The poorest nations will not be so lucky.

Dozens of developing countries will eventually obtain vaccines through COVAX, a consortium supported by the World Health Organization to ensure equitable distribution of vaccines; an agreement brokered by Mexican billionaire Carlos Slim is set to deliver cheap vaccines across Latin America.

But even so, the percentage of these populations covered by current businesses is low, according to Bloomberg, ranging from 76 percent in Brazil to 61 percent in Egypt, 39 percent in South Africa, 23 percent largely Central America and the Caribbean, and 5% in most of Africa and the Middle East.

Of the vaccine doses administered globally, about three quarters went to just 10 countries. At least 30 nations have not yet injected a single person. South Africa, to cite an example, is administering less than 5,300 doses per day on average; at that rate, it would take more than 10 years to vaccinate 75 percent of its population. Brazil, with more than 300,000 lives lost, has the second highest number of deaths in the world – but so far it has totally vaccinated less than 2 percent of its population.

By Bloomberg’s accounts, 9.6 billion doses have already been booked worldwide, enough to cover more than half of the global population, if the injections were evenly distributed – which, of course, they are not. And even if they were, it would still take two and a half years to immunize 75 percent of the people on the planet at the current global vaccination rate.

A box containing vials of the Janssen COVID-19 vaccine sits on a counter before being transported to a refrigeration unit at Louisville Metro Health and Wellness headquarters on March 4, 2021 in Louisville, Kentucky.  (Jon Cherry / Getty Images)

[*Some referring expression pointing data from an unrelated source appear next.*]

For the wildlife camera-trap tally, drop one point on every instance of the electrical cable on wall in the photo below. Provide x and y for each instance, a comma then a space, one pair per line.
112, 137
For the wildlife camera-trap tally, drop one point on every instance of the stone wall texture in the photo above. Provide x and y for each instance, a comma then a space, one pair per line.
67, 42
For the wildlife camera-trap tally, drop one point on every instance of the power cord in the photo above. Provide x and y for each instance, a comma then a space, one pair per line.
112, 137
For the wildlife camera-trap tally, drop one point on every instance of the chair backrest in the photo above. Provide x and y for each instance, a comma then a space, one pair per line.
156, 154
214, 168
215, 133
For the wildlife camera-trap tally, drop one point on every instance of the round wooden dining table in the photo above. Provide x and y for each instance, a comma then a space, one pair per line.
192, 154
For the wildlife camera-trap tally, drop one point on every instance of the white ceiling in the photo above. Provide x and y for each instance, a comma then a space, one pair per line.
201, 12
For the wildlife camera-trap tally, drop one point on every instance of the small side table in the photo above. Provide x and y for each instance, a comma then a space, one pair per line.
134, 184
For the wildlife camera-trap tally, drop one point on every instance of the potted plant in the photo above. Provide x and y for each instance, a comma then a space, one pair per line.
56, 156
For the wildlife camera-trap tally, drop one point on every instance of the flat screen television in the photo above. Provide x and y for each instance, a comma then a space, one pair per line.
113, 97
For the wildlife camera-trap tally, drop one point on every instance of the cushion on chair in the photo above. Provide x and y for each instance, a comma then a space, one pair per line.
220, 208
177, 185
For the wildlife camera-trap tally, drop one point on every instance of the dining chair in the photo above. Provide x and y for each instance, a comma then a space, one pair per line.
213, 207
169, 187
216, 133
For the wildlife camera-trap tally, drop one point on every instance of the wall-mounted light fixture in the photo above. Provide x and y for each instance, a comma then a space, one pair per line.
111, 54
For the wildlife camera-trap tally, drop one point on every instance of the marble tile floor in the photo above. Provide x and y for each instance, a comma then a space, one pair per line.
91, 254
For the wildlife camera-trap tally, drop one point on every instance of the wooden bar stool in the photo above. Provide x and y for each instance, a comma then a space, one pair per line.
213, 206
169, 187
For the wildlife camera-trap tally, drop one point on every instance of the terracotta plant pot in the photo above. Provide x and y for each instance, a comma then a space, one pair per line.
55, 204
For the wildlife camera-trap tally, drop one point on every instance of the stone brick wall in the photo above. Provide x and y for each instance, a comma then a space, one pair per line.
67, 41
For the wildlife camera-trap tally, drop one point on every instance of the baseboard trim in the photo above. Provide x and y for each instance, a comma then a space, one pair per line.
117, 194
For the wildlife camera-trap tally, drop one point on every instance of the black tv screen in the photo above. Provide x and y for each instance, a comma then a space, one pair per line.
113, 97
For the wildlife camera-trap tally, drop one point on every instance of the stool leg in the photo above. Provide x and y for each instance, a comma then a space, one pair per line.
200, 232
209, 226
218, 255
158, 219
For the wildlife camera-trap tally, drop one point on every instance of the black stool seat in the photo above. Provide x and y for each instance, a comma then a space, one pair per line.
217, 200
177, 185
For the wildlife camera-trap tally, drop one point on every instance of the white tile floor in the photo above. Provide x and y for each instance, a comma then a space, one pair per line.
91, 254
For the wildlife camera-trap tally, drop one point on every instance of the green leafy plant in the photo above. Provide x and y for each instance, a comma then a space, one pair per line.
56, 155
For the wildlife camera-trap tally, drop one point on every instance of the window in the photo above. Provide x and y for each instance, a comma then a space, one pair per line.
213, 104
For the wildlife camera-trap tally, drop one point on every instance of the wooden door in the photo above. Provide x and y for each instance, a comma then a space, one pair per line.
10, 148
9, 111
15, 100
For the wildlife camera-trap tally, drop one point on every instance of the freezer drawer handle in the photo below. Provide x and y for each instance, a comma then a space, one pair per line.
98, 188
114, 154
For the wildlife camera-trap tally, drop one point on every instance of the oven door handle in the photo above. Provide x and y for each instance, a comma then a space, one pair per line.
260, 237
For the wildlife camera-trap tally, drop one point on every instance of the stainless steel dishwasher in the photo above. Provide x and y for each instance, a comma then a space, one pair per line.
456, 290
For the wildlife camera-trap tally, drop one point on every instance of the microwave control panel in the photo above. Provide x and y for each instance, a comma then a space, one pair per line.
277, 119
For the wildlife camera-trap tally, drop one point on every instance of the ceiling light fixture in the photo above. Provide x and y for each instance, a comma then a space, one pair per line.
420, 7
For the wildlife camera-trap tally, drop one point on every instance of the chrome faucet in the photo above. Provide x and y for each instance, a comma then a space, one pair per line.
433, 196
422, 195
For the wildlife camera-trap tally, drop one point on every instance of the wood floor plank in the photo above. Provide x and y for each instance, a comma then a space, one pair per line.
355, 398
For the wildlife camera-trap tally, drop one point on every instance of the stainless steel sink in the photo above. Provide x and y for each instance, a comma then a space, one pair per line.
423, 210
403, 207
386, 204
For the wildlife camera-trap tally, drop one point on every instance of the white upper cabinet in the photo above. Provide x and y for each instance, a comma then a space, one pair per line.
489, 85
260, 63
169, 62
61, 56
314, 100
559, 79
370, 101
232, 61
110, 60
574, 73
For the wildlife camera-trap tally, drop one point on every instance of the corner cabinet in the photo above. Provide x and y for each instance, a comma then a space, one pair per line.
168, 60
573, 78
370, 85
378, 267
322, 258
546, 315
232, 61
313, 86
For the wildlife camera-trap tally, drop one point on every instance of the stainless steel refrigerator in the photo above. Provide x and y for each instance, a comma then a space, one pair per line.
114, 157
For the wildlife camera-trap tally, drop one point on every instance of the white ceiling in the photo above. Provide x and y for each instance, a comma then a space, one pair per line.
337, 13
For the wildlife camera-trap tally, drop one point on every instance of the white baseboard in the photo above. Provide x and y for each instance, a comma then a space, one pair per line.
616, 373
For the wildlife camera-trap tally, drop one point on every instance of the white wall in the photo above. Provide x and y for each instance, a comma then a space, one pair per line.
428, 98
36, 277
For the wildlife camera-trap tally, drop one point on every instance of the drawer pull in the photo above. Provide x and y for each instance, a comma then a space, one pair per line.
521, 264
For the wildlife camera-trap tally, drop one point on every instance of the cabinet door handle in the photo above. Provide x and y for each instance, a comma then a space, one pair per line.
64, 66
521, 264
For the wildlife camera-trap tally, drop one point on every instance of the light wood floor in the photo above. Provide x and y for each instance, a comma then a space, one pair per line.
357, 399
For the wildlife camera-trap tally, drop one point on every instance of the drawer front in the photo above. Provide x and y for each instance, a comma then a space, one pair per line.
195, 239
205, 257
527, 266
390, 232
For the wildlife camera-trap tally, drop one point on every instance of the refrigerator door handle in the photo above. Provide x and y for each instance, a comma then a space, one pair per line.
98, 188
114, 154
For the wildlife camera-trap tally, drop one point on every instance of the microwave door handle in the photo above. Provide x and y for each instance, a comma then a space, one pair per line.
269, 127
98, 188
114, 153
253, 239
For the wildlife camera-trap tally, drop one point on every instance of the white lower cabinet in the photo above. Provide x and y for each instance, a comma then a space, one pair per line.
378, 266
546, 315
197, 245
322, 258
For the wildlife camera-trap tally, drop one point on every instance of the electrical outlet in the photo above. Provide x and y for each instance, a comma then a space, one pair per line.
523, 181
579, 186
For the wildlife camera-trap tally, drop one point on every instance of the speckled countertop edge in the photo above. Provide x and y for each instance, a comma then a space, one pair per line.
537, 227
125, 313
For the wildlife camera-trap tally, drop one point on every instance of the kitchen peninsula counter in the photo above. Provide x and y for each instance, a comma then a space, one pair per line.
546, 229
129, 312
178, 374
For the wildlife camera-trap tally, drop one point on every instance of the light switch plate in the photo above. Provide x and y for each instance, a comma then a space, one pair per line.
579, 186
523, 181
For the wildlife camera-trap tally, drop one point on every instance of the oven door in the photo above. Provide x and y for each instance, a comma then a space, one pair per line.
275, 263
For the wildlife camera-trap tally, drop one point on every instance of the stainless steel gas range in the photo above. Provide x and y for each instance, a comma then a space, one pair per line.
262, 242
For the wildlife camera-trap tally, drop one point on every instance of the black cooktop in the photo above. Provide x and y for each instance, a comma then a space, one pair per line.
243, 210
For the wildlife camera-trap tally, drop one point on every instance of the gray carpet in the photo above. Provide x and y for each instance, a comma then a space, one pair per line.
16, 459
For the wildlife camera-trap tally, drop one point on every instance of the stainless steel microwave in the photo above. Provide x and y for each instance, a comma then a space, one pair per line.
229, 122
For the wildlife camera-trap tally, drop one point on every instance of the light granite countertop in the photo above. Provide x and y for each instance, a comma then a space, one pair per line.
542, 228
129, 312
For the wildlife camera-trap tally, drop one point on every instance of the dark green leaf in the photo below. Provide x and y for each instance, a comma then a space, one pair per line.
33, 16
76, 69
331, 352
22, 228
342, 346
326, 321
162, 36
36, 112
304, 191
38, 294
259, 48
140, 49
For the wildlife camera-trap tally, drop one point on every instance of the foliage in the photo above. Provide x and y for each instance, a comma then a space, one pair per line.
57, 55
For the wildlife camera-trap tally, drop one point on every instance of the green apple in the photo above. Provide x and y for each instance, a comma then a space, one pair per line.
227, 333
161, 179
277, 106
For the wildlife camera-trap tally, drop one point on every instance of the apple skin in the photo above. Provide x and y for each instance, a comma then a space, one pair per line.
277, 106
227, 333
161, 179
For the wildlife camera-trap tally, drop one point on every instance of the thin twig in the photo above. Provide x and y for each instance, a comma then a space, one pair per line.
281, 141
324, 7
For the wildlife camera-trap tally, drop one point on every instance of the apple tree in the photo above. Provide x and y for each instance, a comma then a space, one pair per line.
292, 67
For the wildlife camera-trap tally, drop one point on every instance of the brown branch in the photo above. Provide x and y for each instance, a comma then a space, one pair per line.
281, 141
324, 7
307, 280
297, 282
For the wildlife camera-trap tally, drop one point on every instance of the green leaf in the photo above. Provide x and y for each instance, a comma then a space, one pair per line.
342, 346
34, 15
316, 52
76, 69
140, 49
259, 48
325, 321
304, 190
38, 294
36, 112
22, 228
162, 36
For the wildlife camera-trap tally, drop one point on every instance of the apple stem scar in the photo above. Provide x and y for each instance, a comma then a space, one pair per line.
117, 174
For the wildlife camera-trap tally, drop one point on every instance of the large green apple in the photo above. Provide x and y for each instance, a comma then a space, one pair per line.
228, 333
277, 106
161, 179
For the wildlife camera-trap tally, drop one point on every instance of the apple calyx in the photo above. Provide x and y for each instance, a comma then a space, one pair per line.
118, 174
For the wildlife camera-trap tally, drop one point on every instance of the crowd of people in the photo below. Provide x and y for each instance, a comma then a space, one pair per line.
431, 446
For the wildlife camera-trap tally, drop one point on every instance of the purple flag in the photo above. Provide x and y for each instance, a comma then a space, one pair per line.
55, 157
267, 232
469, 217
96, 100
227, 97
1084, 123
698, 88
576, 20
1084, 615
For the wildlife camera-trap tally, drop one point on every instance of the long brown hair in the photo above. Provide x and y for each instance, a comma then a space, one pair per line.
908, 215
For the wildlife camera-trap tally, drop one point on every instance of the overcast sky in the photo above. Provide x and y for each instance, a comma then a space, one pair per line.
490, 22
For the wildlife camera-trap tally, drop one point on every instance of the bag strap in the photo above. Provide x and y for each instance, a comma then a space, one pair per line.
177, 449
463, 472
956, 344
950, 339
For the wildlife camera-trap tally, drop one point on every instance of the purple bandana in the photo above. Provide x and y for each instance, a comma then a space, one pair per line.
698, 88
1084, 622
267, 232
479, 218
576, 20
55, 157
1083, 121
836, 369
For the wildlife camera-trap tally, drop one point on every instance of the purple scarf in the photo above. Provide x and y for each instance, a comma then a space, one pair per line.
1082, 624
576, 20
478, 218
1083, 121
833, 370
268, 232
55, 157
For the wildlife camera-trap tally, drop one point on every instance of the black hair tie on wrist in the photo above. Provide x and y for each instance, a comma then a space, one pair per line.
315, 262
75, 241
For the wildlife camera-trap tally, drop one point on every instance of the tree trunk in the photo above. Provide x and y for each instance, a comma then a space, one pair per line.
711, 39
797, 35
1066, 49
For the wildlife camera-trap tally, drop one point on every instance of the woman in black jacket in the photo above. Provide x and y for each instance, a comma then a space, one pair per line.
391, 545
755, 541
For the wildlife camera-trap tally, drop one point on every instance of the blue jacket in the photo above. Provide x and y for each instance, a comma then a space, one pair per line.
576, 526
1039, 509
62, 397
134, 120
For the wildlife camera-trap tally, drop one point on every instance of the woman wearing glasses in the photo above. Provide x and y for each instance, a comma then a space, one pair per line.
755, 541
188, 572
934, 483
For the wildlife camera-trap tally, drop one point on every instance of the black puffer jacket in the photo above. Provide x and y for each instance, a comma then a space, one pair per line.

A box containing vials of Johnson & Johnson’s Janssen COVID-19 vaccine at Metro Health and Wellness headquarters in Louisville (Ky.). (Jon Cherry / Getty Images)

Meanwhile, nations and regions with growing outbreaks are beginning to restrict vaccine exports. As the New York Times reported on Friday, “India, which had been a major vaccine distributor, is now retaining almost all of the 2.4 million doses manufactured daily by a private company there,” and the EU has presented ” emergency legislation that would restrict vaccine exports over the next six weeks. ”

The Biden government will soon face a difficult decision: what to do when the US supply exceeds demand, probably later this semester. Moderna, Pfizer and Johnson & Johnson have pledged to deliver a total of 240 million doses to the United States by the end of March, and more than double by the end of May – enough to inoculate all adults in America. Likewise, governors and public health officials in more than 40 states have said they will meet or exceed President Biden’s goal of making all adults eligible for a vaccine by May 1, according to the New York Times, and at at least 30 states plan to start eligibility in March or April.

“We largely want to be part of the global solution here,” said White House press secretary Jen Psaki this week – before adding that “there are still a number of unpredictable factors that we need to plan in the best way for our capacity, including variants and impact and what will be most effective, as well as what will work best with children ”, for which no vaccine has yet been approved.

In short, the contours of a new world divided between those who have and those who do not have a vaccine are already taking shape. For some, normal life is on the horizon; for others, the crisis will continue, with all its disturbances and dangers. In the meantime, the virus will continue to mutate as long as there is somewhere to spread.

The sooner rich countries like the United States use their abundant supply to vaccinate their own people, the sooner they can spread the surplus. And the sooner they can do that, the sooner the COVID-19 crisis can end – not just for the wealthy and fortunate few, but for everyone, everywhere.